Comme beaucoup de petits organismes, les champignons sont souvent négligés, mais leur importance planétaire est démesurée. Les plantes ont réussi à quitter l’eau et à pousser sur terre uniquement grâce à leur collaboration avec les champignons, qui ont agi comme leur système racinaire pendant des millions d’années. Même aujourd’hui, environ 90% des plantes et presque tous les arbres du monde dépendent des champignons, qui fournissent des minéraux essentiels en décomposant la roche et d’autres substances. Ils peuvent aussi être un fléau, éradiquer les forêts – la maladie hollandaise de l’orme et la brûlure du châtaignier sont des champignons – et tuer les humains. (Les Romains avaient l’habitude de prier Robigus, le dieu de la moisissure, de protéger leurs récoltes contre les fléaux.) Parfois, ils semblent même penser. Lorsque des chercheurs japonais ont libéré des moisissures visqueuses dans des labyrinthes modelés sur les rues de Tokyo, les moisissures ont trouvé l’itinéraire le plus efficace entre les centres urbains de la ville en une journée, recréant instinctivement un ensemble de chemins presque identiques au réseau ferroviaire existant. Lorsqu’ils ont été mis dans une carte de sol miniature d’Ikea, ils ont rapidement trouvé le chemin le plus court vers la sortie.

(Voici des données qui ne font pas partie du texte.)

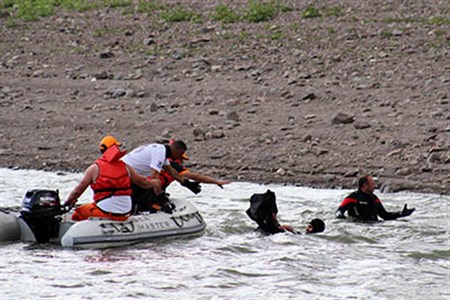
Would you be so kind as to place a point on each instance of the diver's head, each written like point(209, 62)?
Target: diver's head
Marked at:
point(315, 225)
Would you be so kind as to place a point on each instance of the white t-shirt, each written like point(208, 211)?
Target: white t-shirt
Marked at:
point(116, 204)
point(147, 157)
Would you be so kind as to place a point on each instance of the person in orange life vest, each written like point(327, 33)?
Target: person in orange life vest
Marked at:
point(166, 179)
point(110, 179)
point(161, 201)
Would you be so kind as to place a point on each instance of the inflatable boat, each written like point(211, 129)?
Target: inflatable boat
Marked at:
point(41, 219)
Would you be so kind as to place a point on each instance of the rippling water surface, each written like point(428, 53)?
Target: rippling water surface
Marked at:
point(406, 258)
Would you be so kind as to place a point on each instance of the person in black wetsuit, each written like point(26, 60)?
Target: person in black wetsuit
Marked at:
point(364, 205)
point(263, 210)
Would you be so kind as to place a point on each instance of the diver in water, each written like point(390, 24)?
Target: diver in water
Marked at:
point(263, 210)
point(364, 205)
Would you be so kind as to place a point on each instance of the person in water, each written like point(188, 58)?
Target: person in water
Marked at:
point(111, 180)
point(161, 202)
point(364, 205)
point(149, 160)
point(263, 210)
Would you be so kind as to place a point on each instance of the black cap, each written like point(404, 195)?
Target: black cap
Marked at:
point(318, 225)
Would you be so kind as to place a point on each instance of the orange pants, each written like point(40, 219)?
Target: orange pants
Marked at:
point(86, 211)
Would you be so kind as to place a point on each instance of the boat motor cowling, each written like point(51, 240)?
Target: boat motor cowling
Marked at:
point(41, 210)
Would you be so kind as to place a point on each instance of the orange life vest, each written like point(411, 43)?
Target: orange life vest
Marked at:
point(113, 177)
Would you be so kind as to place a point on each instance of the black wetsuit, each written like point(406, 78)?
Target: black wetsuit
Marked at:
point(269, 226)
point(364, 207)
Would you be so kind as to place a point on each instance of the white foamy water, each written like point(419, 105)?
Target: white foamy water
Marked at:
point(406, 258)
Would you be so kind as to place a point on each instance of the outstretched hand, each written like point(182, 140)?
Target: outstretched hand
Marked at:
point(220, 183)
point(192, 185)
point(407, 211)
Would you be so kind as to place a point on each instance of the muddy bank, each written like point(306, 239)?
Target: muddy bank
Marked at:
point(307, 101)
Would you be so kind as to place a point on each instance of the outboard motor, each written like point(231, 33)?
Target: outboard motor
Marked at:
point(41, 210)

« Entangled Life » est plein de ce genre de détails, mais c’est aussi profondément philosophique: un argument vivant pour l’interdépendance. Sans champignons, la matière ne se décomposerait pas; La planète serait ensevelie sous des couches d’arbres morts et non pourris et de végétation. Si nous avions une vision aux rayons X spécifique aux champignons, nous verrions, écrit Sheldrake, des « toiles entrelacées tentaculaires » enfilées le long des récifs coralliens dans l’océan et se mêlant intimement dans « des corps végétaux et animaux vivants et morts, des décharges, des tapis, des planchers, de vieux livres dans les bibliothèques, des taches de poussière domestique et dans des toiles de peintures de maîtres anciens accrochées dans les musées ».

L’idée des champignons comme métaphore de la vie est récemment entrée dans l’air du temps, ensemencée en partie par la scientifique forestière Suzanne Simard, qui a découvert que les arbres sont reliés par un réseau mycélien, le « Wood-Wide Web ». Il y avait aussi le documentaire surprise à succès de 2019 « Fantastic Fungi », un hommage effusif qui ressemblait un peu à être coincé lors d’une fête par le gars défoncé qui aime vraiment, vraiment les champignons. Mais là où « Fantastic Fungi » est tombé résolument dans le camp de la vieille école, le livre de Sheldrake est plus accueillant et plus optimiste. Sheldrake décrit le mycélium comme « le tissu conjonctif écologique, la couture vivante par laquelle une grande partie du monde est cousue en relation ». À une époque où la planète semble s’effondrer – ou, plutôt, être activement démembrée – l’idée que nous sommes liés par un nombre infini de fils invisibles est si belle qu’elle vous fait presque mal aux dents.

Sheldrake est habile à canaliser ce désir de connexion. Après avoir lu « Entangled Life » en confinement, la créatrice de couture Iris Van Herpen a été émue de créer une collection inspirée des champignons, avec une robe plissée comme une chanterelle et des corsages faits de vrilles de soie serpentantes modelées sur les hyphes, les mèches fines et mobiles que les champignons utilisent pour explorer le monde. Hermès, Adidas et Lululemon ont tous adopté le « cuir mycélien » sans animaux, et les designers ont commencé à vendre des meubles biodégradables fabriqués à partir de ce produit. La série HBO « The Last of Us », sur un champignon cordyceps qui transforme les humains en zombies (basé sur une espèce réelle qui détourne le cerveau et le corps des fourmis), a attiré environ 32 millions de téléspectateurs par épisode. Les magasins de détail ont également suivi la tendance. Ce printemps a apporté une explosion de vêtements et de décors imprimés de crapauds – chemises, papier peint, coussins, assiettes – ainsi que des lampes de table, des poufs et des tables de chevet en forme de champignon.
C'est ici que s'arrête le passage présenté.